Hacker News new | ask | show | jobs
by fauigerzigerk 3693 days ago
>Replicating functioning of the brain, or some major subsystem of it, is no doubt going to require far more than just billions of parameters.

Maybe, but we shouldn't forget that computers do not suddenly lose their capability to function as exact, deterministic, programmable machines just because they happen to run an ANN.

What I mean is that there may be shortcuts to reduce the number of required nodes dramatically.

If you take the state of an ANN after it was trained to perform some specific task, you can ask the question whether there is a simpler function, i.e. one with much fewer parameters, that approximates the learned function.

Sort of like a human with the Occam's razor gene.
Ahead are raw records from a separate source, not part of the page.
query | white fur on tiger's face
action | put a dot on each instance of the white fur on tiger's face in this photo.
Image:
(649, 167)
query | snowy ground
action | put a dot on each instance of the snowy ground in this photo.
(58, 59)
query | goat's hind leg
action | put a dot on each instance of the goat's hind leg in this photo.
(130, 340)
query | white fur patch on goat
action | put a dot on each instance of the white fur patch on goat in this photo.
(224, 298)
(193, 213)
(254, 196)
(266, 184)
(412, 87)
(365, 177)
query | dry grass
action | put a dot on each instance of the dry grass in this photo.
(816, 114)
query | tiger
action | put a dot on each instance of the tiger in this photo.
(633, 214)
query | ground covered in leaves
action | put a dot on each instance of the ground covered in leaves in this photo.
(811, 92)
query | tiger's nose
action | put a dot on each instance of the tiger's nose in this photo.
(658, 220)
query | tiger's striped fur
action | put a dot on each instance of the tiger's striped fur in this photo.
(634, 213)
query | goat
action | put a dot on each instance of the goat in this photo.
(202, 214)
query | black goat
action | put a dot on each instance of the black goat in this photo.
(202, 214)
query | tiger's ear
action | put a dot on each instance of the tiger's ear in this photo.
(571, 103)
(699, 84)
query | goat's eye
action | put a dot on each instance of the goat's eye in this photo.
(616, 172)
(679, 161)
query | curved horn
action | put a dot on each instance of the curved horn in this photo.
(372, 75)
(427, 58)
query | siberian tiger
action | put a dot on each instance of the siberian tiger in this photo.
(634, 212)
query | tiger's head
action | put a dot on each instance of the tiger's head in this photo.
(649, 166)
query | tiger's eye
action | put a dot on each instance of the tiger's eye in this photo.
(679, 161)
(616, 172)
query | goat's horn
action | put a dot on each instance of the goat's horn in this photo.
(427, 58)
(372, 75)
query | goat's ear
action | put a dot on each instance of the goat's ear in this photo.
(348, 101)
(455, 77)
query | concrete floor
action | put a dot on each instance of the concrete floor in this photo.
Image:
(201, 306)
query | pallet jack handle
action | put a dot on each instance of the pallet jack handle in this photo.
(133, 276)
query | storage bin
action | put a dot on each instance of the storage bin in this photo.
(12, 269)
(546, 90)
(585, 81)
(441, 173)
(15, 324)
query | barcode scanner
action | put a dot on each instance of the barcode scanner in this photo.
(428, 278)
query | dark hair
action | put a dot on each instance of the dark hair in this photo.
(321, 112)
I think the fact that the number of neurons does not correlate perfectly with intelligence in animals is an indication that there is room for optimization.

1 comments

Absolutely 100% agree, but at the same time, I think we will ultimately need to build and evaluate models that can span the memory of more than one processor. I don't think a single GTX Titan X, GTX 1080 or even a server is enough here.

Additionally, data parallelization and ASGD broadly disallow these larger models (yes I know about send/receive nodes in TensorFlow, but they're not general or automatic enough for researchers IMO) while ASGD makes horribly inefficient use of the very limited bandwidth between processors. All IMO of course. There are hacks and tricks here, but I think those should be late stage optimizations, not requirements to achieve scaling.

Finally, I'm a stickler for deterministic computation as someone who spent a decade writing graphics drivers before joining the CUDA team in 2006, but that's pretty much a "hear me now, believe me later" opinion of mine after tracking down too many bizarro race conditions late into the night in that former life :-). Of course, one person's race condition can sometimes be an ANN's regularizer, but I digress.

I also agree we'll do some amazing things with far fewer neurons and weights than an actual human brain, but I'll bet you good money we end up needing more than 12GB to do it. AlphaGo alone was 200+ GPUs, right?